On Fri, 19 Aug 2005 23:29:51 -0400, Ed Anderson wrote:
 Actually, I have  put one back together in 30 minutes.  But, I did
 not have to take off the front cover and  I already had all the
 seals inplace and the engine back together.  When I took it out and
 put it on the plane and put coolant in it, it leaked.  Found I had
 one of the outer coolant "O" rings fall out and get pitched between
 rotor and side housing.  It took me 2 hours to get it off the
 aircraft and probably 20 minutes to take it apart.  It took
 another 30 minutes to put it back together after replacing the "O"
 ring.  Off with the flywheel nut, counterweigh bolts, tension bolts
 and it comes apart, just about that quickly.  The hardest thing I
 find to do working by myself is lift the e shaft and slip the
 center housing over the front lobe while hoping none of the coolant
 O rings drop down from it.  I find what worked best for me is a 2x4
 under the pulley end of the E shaft and that 2x4 sitting on the end
 of another one with a block under it.  I step on the one using it
 as a lever and that pushes the e shaft up far enough to complete
 the job.

 Yes, Jim,  it does get faster the more times you do it.  Just hope
 you remain slow {:>)

 Ed


 ----- Original Message -----
 From: "James Brewer" <alpha@concordnc.com>
 To: "Rotary motors in aircraft" <flyrotary@lancaironline.net> Sent:
 Friday, August 19, 2005 9:58 PM Subject: [FlyRotary] Re: Rotary
 Diagnosis please


 Thanks, Kelly.  I have a manual and I measured the oil seals but I
 may have missed measuring the height.  These rotary engines are
 simple with subtle complexities.  I think Ed said he could build on
 in 30 minutes, of course he's
 had experience.;-)  Maybe after I've rebuilt this one several times
 I'll get it right. :-(

 Jim


 On Sat, 20 Aug 2005 01:47:37 +0000, Kelly Troyer wrote:
 Jim,
 My Mazda factory manual says the oil seals should be .220 to .228
 in height, the width limit of the oil seal lip (shiney part) is
 .020 and the protrusion limit (installed in the grooves) should
 be .020 minimum..........Get a manual if you do not have one
 already.........It will have all the engine tech data and will
 help you make heads or tails of what I just stated.........These
 little metal seals keep oil out of the engine and are very
 critical..........FWIW -- Kelly Troyer Dyke Delta/13B/RD1C/EC2


 -------------- Original message from James Brewer
 <alpha@concordnc.com>: --------------


 Yes, I replace the oil seal o-rings. Yeah, it was smoking when
 I got it.
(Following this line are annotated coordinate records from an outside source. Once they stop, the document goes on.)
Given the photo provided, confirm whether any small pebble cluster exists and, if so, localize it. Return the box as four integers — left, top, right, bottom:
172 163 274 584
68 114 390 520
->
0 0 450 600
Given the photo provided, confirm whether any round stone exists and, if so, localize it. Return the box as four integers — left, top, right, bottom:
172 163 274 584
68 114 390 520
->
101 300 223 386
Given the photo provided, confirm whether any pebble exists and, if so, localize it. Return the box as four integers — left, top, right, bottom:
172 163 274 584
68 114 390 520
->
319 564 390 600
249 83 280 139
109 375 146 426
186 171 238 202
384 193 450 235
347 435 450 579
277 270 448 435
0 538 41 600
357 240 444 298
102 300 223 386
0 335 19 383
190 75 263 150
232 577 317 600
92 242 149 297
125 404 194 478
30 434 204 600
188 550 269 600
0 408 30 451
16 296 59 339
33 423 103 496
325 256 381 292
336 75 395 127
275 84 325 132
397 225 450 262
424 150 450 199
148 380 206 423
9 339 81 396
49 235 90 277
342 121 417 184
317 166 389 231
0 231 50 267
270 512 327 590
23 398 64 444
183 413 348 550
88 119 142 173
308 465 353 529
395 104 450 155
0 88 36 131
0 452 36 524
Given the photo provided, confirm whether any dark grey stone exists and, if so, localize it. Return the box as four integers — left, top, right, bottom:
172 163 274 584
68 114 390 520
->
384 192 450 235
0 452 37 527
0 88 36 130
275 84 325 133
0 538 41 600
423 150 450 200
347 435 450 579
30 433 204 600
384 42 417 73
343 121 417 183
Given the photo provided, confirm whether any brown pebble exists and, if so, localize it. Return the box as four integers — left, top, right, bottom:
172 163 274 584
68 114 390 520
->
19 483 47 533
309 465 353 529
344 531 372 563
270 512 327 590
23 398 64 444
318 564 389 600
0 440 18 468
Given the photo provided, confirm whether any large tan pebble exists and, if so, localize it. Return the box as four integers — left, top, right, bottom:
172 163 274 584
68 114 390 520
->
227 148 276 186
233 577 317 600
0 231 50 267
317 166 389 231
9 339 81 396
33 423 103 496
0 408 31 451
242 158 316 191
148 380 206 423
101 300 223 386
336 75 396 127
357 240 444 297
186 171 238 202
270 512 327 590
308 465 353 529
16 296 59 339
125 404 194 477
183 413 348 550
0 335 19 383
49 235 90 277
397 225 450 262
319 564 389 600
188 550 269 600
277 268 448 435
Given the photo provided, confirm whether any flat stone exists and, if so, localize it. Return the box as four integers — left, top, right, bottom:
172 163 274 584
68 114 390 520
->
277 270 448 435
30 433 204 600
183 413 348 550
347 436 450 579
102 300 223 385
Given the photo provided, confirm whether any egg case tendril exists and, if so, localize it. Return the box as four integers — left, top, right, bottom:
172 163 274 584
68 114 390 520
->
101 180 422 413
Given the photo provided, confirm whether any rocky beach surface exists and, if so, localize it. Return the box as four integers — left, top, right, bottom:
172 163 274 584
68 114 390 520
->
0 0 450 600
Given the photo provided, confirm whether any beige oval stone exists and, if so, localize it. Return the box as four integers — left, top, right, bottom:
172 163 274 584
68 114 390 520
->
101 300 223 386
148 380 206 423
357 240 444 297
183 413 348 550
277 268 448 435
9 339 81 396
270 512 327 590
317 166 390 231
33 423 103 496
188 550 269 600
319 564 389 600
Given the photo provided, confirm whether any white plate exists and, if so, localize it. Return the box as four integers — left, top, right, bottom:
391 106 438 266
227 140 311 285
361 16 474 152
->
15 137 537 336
Very low
 compression on one rotor. Replaced parts with Tracy's overhaul
 kit. Bearings in rotors were not
 replace but looked ok and measured fine. New apex seals and
 side seals. I didn't replace the metal oil rings on the rotors
 as they looked fine. How critical are these anyway and what are
 the symptoms of failure/damage?

 Jim


 On Fri, 19 Aug 2005 20:49:27 +0000, Kelly Troyer wrote:

 Jim,
 You did replace the rotor oil seal O-rings I presume ?? Was
 it smoking like that before overhaul ?? -- Kelly Troyer Dyke
 Delta/13B/RD1C/EC2


 -------------- Original message from James Brewer
 : --------------


 Guys,
 I need some help on my recent 13B rebuild for my '87 RX7.
 Thanks to all previous replies on the crank angle
 sensor/TDC settings I was able to get it to crank and run.
 Now for the diagnosis of my present problem: Engine starts
 and idles with a slight
 amount of smoking. As the engine warms up and I increase
 the RPM I get a considerable amount of smoke. The smoke
 does not smell "sweet" like it is burning coolant but maybe
 it smells different in a rotary. Smoke is white not black.
 With limited running
 I haven't noticed a drop in the coolant or coolant in the
 oil. Before I pull the engine and go thru it again I would
 like to pinpoint the

 t;> problem before teardown. I thought I was careful about
 the o-

 rings. I used Hylomar for the grooves as per Bruce
 Turrentine's tape to keep them in the grooves. Am I getting
 oil past the oil o-
 rings? Other sources or causes for my smoke? Tests I need
 to run? Help! Ed, Lynn, Leon or others.